Every suggestion thus far to fix 5c involves punishing players for making seemingly bad decisions, or prohibiting these bad decisions entirely. But you need the ability to make these seemingly bad decisions, or all strategy and tactics goes right out the window. A game with only good decisions isn't the game at all , it's a clicking simulator.

The problem has nothing to do with whether or not these decisions are bad or good, the problem has to do with allowing anyone to make them.

Let's face it: most people don't like making tough decisions. So, maybe the real solution to this problem isn't anything to do with punishment or reward, but rather, diverting the issue into the hands of a representative.

An elected ruling Council may be the solution.
 
PP will be a mess until they at the very least move it into open only. It is a PvP endgame without PvP, currently. At the very least, if they moved PP to only be in effect in open and upped the rewards a bit for PP participation, we'd see new life. 95% of the issues with PP are because of the wildly low-risk private/solo groups. How can you have conflict when you'll never even SEE an enemy? Move PP to open and you would see legit wars over systems.
 
It seems like every good suggestion gets inevitably throttled by the garotte of 5c.

The more I think about it, the more I think that 5c is really just the natural result of trying to use complete democracy in a system it was never meant for.

There's a reason every military organization in the world has a leader with more or less supreme authority. They need that power in order to make tough decisions; tough decisions that may have short-term consequences, but which will help in the long term.

Every suggestion thus far to fix 5c involves punishing players for making seemingly bad decisions, or prohibiting these bad decisions entirely. But you need the ability to make these seemingly bad decisions, or all strategy and tactics goes right out the window. A game with only good decisions isn't the game at all , it's a clicking simulator.

The problem has nothing to do with whether or not these decisions are bad or good, the problem has to do with allowing anyone to make them.

Let's face it: most people don't like making tough decisions. So, maybe the real solution to this problem isn't anything to do with punishment or reward, but rather, diverting the issue into the hands of a representative.

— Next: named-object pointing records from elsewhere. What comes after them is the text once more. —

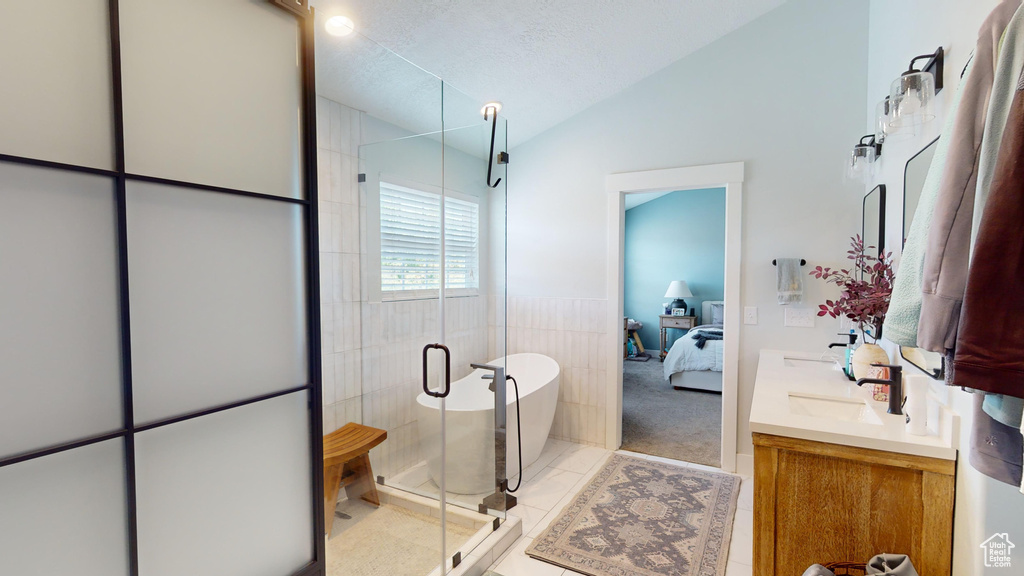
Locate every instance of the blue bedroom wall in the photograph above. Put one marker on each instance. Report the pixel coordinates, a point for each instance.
(680, 236)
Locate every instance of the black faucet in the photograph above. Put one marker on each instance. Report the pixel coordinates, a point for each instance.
(851, 335)
(895, 386)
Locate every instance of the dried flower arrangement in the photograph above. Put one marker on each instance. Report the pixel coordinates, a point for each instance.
(866, 288)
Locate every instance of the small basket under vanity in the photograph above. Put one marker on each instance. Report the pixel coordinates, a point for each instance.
(848, 482)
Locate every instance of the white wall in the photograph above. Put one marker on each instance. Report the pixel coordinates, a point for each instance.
(784, 94)
(984, 506)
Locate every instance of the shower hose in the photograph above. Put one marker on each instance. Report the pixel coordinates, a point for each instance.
(518, 433)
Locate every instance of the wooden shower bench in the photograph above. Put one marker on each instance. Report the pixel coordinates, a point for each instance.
(346, 462)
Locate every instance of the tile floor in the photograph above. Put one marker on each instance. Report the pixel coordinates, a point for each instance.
(562, 469)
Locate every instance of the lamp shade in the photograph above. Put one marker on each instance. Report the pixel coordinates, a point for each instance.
(678, 289)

An elected ruling Council may be the solution.

Decentralised Powerplay would be fine if no move had value. 5C works because moves can be both good and bad. Compare that to the BGS and no expansion is bad since there is no value attached to it.

Powerplay was designed so that 5C bumps would be drowned out by the majority doing the right thing, but since the population is low bad choices are exponentially more influential. Naive thinking really :D

The other irony is that if enough good choices are available and bad choices are effectively blocked (like with System CC weighting) uncapped UM makes sense because then the focus falls on acquisition (the fun bit) and the CC a formality. That does not answer why someone should fight though- my thinking is that FD ned to look at that first otherwise there is nothing or no reason for people to engage.